Can I participate solo?

Yes. There is no minimum team size. Solo participants are welcome and compete on equal footing with teams.

Can I be on multiple teams?

Yes. However, if two teams sharing a member submit substantially overlapping agents, the worse-performing submission will be excluded from award eligibility.

Is any LLM allowed, or are there restrictions on proprietary vs open-source?

In the Open Track, any LLM is allowed - proprietary, open-source, any size. In the Cerebras Fast-Reasoning Track, submitted agents use direct Cerebras-hosted gpt-oss inference through the starter kit. Larger closed-source models may be used for internal planner, verifier, or condenser steps if the complete agent stays within the Track 2 inference-compute constraints.

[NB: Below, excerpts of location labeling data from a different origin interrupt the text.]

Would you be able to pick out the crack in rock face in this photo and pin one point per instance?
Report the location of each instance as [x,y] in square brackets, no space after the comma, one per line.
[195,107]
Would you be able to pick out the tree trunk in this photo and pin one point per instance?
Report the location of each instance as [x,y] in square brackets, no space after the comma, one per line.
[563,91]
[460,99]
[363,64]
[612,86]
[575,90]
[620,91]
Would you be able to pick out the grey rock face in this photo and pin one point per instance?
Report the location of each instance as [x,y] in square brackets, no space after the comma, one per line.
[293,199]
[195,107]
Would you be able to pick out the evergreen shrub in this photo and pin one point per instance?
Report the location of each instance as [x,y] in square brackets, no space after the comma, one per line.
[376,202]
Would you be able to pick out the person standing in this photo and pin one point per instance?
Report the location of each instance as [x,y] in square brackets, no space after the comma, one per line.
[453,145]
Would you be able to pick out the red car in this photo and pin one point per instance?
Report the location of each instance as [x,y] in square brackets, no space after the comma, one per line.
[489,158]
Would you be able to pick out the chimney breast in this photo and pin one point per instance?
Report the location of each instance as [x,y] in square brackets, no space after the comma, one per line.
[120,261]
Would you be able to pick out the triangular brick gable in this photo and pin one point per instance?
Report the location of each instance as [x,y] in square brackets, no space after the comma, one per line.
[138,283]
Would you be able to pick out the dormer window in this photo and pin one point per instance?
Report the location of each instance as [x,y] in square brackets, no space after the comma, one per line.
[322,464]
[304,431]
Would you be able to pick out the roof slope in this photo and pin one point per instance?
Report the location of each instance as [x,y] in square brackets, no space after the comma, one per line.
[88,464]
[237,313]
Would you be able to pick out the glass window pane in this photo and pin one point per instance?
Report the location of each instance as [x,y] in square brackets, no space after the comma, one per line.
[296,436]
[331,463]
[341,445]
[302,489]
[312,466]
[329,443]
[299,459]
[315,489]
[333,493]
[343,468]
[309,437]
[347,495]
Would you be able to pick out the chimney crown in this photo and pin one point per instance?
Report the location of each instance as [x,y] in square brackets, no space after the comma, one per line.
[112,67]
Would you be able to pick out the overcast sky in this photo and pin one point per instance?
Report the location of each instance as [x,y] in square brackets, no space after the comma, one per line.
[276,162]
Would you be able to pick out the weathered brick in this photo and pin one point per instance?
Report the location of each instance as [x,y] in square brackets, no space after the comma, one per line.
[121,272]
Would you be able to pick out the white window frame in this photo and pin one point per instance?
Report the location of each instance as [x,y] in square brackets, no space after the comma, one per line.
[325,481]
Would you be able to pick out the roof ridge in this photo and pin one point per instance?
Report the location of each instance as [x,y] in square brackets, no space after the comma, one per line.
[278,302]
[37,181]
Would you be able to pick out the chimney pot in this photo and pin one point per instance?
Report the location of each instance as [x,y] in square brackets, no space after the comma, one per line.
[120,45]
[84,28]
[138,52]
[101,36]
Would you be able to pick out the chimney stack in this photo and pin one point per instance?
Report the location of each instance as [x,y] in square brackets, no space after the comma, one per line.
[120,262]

Can I submit to both tracks with the same agent?

Confirmed Track 2 teams may submit to both tracks. New registrations are Track 1 only because Track 2 registration is closed. Track 2 requires the direct Cerebras gpt-oss inference setup described in the starter kit, so teams usually adapt the agent for that track.

Is Track 2 limited?

Yes. Track 2 is limited to 15 participating teams, and registration is now closed. Confirmed Track 2 teams will receive follow-up information about Cerebras access and increased rate limits compared with a free personal account.

What happens if my agent hangs during evaluation?

If your agent does not respond within the evaluator timeout, that trial is scored as a failure and evaluation continues with remaining tasks. Track 2 also has inference-compute constraints: up to 5 sequential LLM calls per baseline LLM step and token usage up to 500k input, reasoning, and output tokens on average per task.

Are API credits provided?

For official evaluation runs, LLM API costs are covered by the organizers as far as possible - no cost to you except special LLM setup or usage scenarios. For development, you normally use your own API keys. Free personal Cerebras accounts can have strict limits; Cerebras will provide increased rate limits for the competition compared with a free personal account, with access details to follow soon.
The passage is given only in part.